Ortak metinde G-20 üyeleri, paraların değerinin ekonomik temellere göre belirlenebilmesi için kurlara piyasanın karar vereceği bir sistemden yana olduklarını ve rekabet gücü elde etmek için devalüasyona gitmekten uzak duracaklarını ilan ediyorlar.
Bu ifadeye bakınca kur savaşları sona erdi demek mümkün. Ancak metni hazırlayan bakanlar da dahil olmak üzere kimse kur savaşının bittiğine inanmıyor. Bu metni somut gerçeklerden kopuk olarak tercüme etmeye kalkışsak ABD’nin doların değerini düşüren ve gelişmekte olan ülke paralarının değerini yükselten trilyon dolarlık parasal genişleme planından temelli vazgeçtiğini düşünebiliriz.

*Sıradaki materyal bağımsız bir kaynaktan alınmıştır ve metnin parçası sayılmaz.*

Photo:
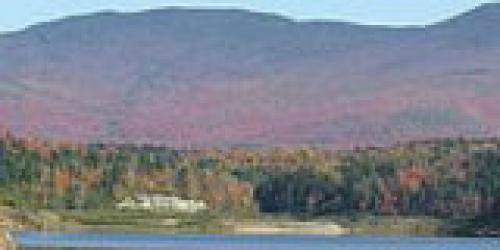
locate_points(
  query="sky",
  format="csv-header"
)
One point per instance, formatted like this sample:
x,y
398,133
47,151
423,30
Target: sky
x,y
18,14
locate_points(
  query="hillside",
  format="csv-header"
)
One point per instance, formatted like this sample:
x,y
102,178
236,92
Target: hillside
x,y
226,77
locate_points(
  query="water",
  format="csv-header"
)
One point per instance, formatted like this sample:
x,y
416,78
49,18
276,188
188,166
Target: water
x,y
41,240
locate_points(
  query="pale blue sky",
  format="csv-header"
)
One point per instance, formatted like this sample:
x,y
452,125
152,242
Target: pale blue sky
x,y
17,14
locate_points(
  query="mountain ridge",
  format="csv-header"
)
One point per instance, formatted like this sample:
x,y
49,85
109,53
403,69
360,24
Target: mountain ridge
x,y
199,77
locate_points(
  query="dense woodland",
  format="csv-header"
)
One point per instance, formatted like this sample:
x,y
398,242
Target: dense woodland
x,y
446,178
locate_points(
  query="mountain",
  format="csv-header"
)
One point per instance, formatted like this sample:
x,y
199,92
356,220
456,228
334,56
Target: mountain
x,y
231,77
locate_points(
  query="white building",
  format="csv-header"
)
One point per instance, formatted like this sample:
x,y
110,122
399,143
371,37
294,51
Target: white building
x,y
160,202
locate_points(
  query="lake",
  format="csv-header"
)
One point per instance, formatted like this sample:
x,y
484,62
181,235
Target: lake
x,y
42,240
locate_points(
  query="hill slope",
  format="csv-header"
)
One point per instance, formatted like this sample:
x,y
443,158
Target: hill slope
x,y
219,77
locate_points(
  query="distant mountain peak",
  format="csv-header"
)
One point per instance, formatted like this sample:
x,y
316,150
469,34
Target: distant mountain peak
x,y
232,77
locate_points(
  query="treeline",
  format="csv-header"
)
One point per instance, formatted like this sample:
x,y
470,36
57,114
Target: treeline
x,y
451,178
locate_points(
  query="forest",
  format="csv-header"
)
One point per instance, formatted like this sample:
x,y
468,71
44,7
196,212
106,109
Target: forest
x,y
452,178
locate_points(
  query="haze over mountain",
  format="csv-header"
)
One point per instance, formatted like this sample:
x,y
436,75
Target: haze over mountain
x,y
224,77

Yuan’ın değerini sadece kendisinin bildiği bir formüle göre belirleyen Çin’in yuan’ı ve sermaye hareketlerini serbest bırakacağını zannedebilirsiniz. Paralarının değerlenmesini önlemek amacıyla sıcak para girişine ket vurmak için vergi koyan Brezilya’nın bundan vaz geçeceğini hayal edebilirsiniz. Yen’in değerindeki artışı durdurabilmek için bir ay içinde piyasaya 2 trilyon yenlik (24.6 milyar dolar) müdahalede bulunan Japonya’nın artık farklı davranacağını bekleyebilirsiniz.
Ancak gerçek durum hiç de böyle değil. Nitekim Japonya Maliye Bakanı, daha toplantı biter bitmez “Gerekirse yen’e yine müdahale ederiz” diye, aslında değişen bir şey olmadığını ilan etti. Brezilya ile Endonezya maliye bakanlarının, toplantıya bile katılmamaları, G-20’nin bu konuda bir ilerleme kaydedeceğine inanmadıklarını gösteriyor.
Kaldı ki G-20 üyelerinin ilan ettikleri ortak metinlerde verdikleri sözlerden çok farklı hareket etmeleri ilk kez karşılaşacağımız bir durum da değil. Daha işin başında korumacılıktan uzak duracaklarını ilan eden G-20 üyelerinin son iki yıl içinde ticaret ortaklarına zarar verecek şekilde aldıkları önlem sayısı 400’ü buldu.
Sonuç olarak kur savaşı bitmiş değil. Ancak en azından bir dönem eskisi gibi şiddetlenerek de sürmeyecek. Şu anda bir ateşkes ilan edildi. Bu süre içerisinde kimse duruşunu değiştirmese de çözüm arayışları ve bilek güreşi sürecek. Bilek güreşinin sonucunu da kur savaşının atom bombasına sahip iki dev, yani 2.65 trilyon dolarlık dev döviz rezervinin üzerinde oturan Çin ile istediği kadar dolar basma imkanını elinde bulunduran ABD belirleyecek.